Se o Ocidente ainda não está morto, há de morrer a rir. No caótico cenário que a pandemia trouxe e que caracterizaria, de qualquer modo, o atual momento de transição global, os equilíbrios de poder abanam, as instituições sofrem, as lideranças escasseiam e os povos duvidam. Apesar de tudo isso, com ou sem vírus, a gradual falência da ordem internacional e os movimentos de mudança naquilo que antes a suportava vêm sendo agradavelmente compensados com uma boa dose de humor igualmente globalizado.
Esta semana, um homem disfarçado de panda foi detido pelas autoridades bielorrussas, que tomaram a indumentária como forma de protesto contra o regime de Lukashenko. A ex-secretária da imprensa de Donald Trump, Sarah Huckabee Sanders, descreve nas suas memórias em breve editadas que o Presidente celebrou o facto de Kim Jung Un se “ter feito a ela”. O presidente de uma junta de freguesia no sul de Praga enviou um e-mail ao ministério dos Negócios Estrangeiros chinês, exigindo um pedido de desculpas formal devido às ameaças que Pequim lançou ao presidente do senado da República Checa; investido de uma patriótica bonomia, o autarca tornou a missiva imediatamente pública, na qual se refere aos governantes chineses como “uns palhaços sem maneiras” – algo ultimamente próximo da verdade.
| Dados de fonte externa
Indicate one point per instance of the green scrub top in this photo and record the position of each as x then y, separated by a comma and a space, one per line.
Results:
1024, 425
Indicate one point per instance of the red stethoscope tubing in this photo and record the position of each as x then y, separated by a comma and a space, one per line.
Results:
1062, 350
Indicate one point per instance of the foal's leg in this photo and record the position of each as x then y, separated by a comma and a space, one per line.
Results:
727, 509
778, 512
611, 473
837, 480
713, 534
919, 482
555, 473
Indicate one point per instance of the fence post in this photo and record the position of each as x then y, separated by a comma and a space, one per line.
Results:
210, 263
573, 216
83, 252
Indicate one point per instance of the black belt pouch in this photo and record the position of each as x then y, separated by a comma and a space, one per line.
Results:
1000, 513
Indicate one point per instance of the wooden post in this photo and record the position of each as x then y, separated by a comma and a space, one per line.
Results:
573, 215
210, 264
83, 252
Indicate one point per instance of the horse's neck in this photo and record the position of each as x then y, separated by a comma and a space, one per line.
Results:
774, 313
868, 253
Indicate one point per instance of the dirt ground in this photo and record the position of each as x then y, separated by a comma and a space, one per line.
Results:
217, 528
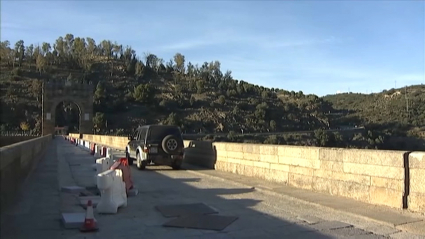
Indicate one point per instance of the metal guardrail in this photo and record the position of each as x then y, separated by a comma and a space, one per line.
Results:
18, 133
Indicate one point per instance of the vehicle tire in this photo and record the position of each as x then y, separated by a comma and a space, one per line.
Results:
129, 159
171, 144
141, 165
176, 166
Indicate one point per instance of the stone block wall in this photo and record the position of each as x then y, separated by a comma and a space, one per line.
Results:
380, 177
16, 161
416, 175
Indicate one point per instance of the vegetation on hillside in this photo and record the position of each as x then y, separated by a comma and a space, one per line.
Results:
134, 89
402, 110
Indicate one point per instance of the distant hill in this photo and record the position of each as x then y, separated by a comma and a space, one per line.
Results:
402, 109
134, 89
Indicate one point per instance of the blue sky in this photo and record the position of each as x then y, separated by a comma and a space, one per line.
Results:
318, 47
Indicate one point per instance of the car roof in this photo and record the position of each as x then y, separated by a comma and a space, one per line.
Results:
150, 125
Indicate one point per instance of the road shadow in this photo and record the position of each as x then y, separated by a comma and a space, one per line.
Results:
201, 153
176, 187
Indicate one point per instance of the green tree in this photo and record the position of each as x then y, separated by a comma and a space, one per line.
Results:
144, 93
179, 60
99, 121
221, 99
172, 119
20, 51
99, 94
200, 86
273, 125
40, 63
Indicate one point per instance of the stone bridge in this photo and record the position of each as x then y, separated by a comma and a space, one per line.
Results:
275, 190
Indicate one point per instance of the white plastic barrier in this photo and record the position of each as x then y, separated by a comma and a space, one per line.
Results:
112, 191
108, 152
87, 144
102, 165
96, 151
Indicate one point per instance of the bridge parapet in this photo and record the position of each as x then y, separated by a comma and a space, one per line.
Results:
379, 177
16, 161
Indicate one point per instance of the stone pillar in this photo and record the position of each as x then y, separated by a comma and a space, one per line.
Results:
48, 126
86, 123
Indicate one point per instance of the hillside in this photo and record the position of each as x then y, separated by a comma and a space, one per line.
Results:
402, 109
133, 89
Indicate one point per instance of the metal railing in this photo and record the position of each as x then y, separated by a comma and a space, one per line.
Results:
18, 133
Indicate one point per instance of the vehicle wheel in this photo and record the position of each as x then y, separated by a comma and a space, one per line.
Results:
171, 145
139, 163
176, 166
129, 159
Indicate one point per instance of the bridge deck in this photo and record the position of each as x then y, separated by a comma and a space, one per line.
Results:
261, 215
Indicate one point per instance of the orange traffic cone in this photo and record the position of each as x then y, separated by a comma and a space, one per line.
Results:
89, 224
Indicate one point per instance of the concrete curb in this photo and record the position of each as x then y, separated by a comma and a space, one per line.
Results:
271, 192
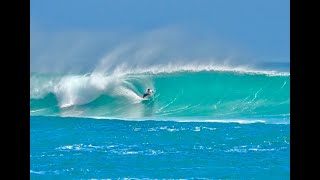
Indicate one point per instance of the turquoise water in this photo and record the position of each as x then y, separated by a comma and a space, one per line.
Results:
205, 95
213, 124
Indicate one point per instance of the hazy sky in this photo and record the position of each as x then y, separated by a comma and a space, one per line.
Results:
82, 31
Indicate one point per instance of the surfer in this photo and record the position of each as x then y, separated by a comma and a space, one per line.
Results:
148, 93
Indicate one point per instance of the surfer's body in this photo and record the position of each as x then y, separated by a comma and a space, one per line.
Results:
148, 93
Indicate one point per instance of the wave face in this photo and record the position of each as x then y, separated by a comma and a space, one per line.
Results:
208, 95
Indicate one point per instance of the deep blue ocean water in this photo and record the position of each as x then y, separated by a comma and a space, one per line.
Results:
82, 148
210, 124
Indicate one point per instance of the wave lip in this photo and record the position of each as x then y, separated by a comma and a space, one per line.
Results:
209, 95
A China, não desprovida ela própria de alguma capacidade de auto-ironia, veio por sua vez condenar a Índia e os Estados Unidos por banirem apps eletrónicas de origem chinesa – sendo que Facebook, Twitter, Whatsapp, Google, Spotify, Wikipedia, Yahoo, Youtube, Snapchat, Instagram e Pinterest são todos de acesso proibido no território chinês. Como cereja no topo do bolo, Vladislav Surkov, um ex conselheiro e ideólogo do Kremlin de Putin, publicou um poema cujos versos não resisto a citar:
“Estou sozinho outra vez
Deram-me liberdade
Quem precisa de cocaína
Quando há este ar?”
A semana internacional teve, todavia, um lado trágico que a comédia não conseguiu anestesiar. O dr. Costa, habitualmente tão zeloso das modas mediáticas em vigor, confirmou a sua recém-formada amizade com Viktor Orbán e recusou tomar a Hungria como uma potencial autocracia no seio da União Europeia, em entrevista à revista do Expresso. O governo alemão, sempre vocalmente “preocupado” com as questões humanitárias em Xinjiang, deixou claro que os laços comerciais entre Berlim e Pequim não serão afetados por matérias de direitos humanos. Angela Merkel proferiu um severo discurso sobre a tentativa de assassinato de Alexei Navalny, líder da oposição russa envenenado com o mesmo químico que vitimou Sergei Skripal em 2018, mas remeteu a eventual resposta ao crime para o governo russo – o que, no capítulo das auto-ironias, também merece prémio. Quanto a consequências concretas, nomeadamente no projeto de gasoduto Nord Stream 2, que ligará energeticamente a Rússia à Alemanha sobre o Báltico, nem uma palavra da chanceler.
Se a isto juntarmos o caminho errático, essencialmente em palestras e artigos de opinião, que o alto-representante para a política externa da UE, Josep Borrell, vem percorrendo quanto à China, rapidamente entendemos como as democracias jazem indefesas e insuficientemente escudadas na efemeridade de discursos e conferências.
Como arma de combate, o pragmatismo burocrático não chega. O debate sobre a crise democrática no mundo é recorrentemente feito com argumentos em torno da desigualdade que a globalização não resolveu (e até agravou), com remoques ideológicos contra o capitalismo e/ou contra os populistas – e estamos já todos acostumados a adivinhar o argumento que se segue –, mas talvez o coma da Liberdade se deva a um sintoma mais singelo e não menos mortal: a crise das democracias é, antes de mais, uma crise dos democratas. E, como escrevia António Nogueira Leite há dias, estes correm o sério risco de perder por falta de comparência. Se aí chegarmos, meu caro leitor, não haverá riso que nos valha.